In Galaz v. Galaz, a bankruptcy debtor sued her ex-husband for the fraudulent transfer of a royalty interest in the works of the Ohio Players, a popular funk band in the 1970s. Nos. 13-50781, 50783 (Aug. 25, 2014).  Her ex-husband brought third-party claims against a music producer, who in turn brought counterclaims.  The resulting litigation produced judgments in favor of both the debtor and the producer against the ex-husband.  On appeal, in a landscape formed by the legacy of Stern v. Marshall, 131 S. Ct. 2594 (2011), the Fifth Circuit held:

1.  While the debtor’s fraudulent transfer claim was not the “paradigmatic” case where assets are transferred out of the estate, it could still “conceivably” affect the estate, and the bankruptcy court thus had statutory jurisdiction because these non-core claims related to her bankruptcy;

2.  The producer’s counterclaims, however, had no connection to the estate and the bankruptcy court had no statutory jurisdiction over them;

3.  Under Stern, in light of the present posture of cases from this Circuit and one awaiting Supreme Court review, the implied consent of the parties cannot confer constitutional jurisdiction on the bankruptcy court to enter final judgment such as the debtor’s claim here.
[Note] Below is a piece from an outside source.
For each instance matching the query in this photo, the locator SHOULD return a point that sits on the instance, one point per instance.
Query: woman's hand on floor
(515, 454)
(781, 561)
Accordingly, the Court reversed and remanded, hinting that the bankruptcy court could prepare proposed findings of fact and conclusions of law for the district court as to the debtor’s claims.  The Court also noted that the debtor had standing as a creditor under the Texas Uniform Fraudulent Transfer Act even though her personal interest in the royalties flowed through a business she partly owned.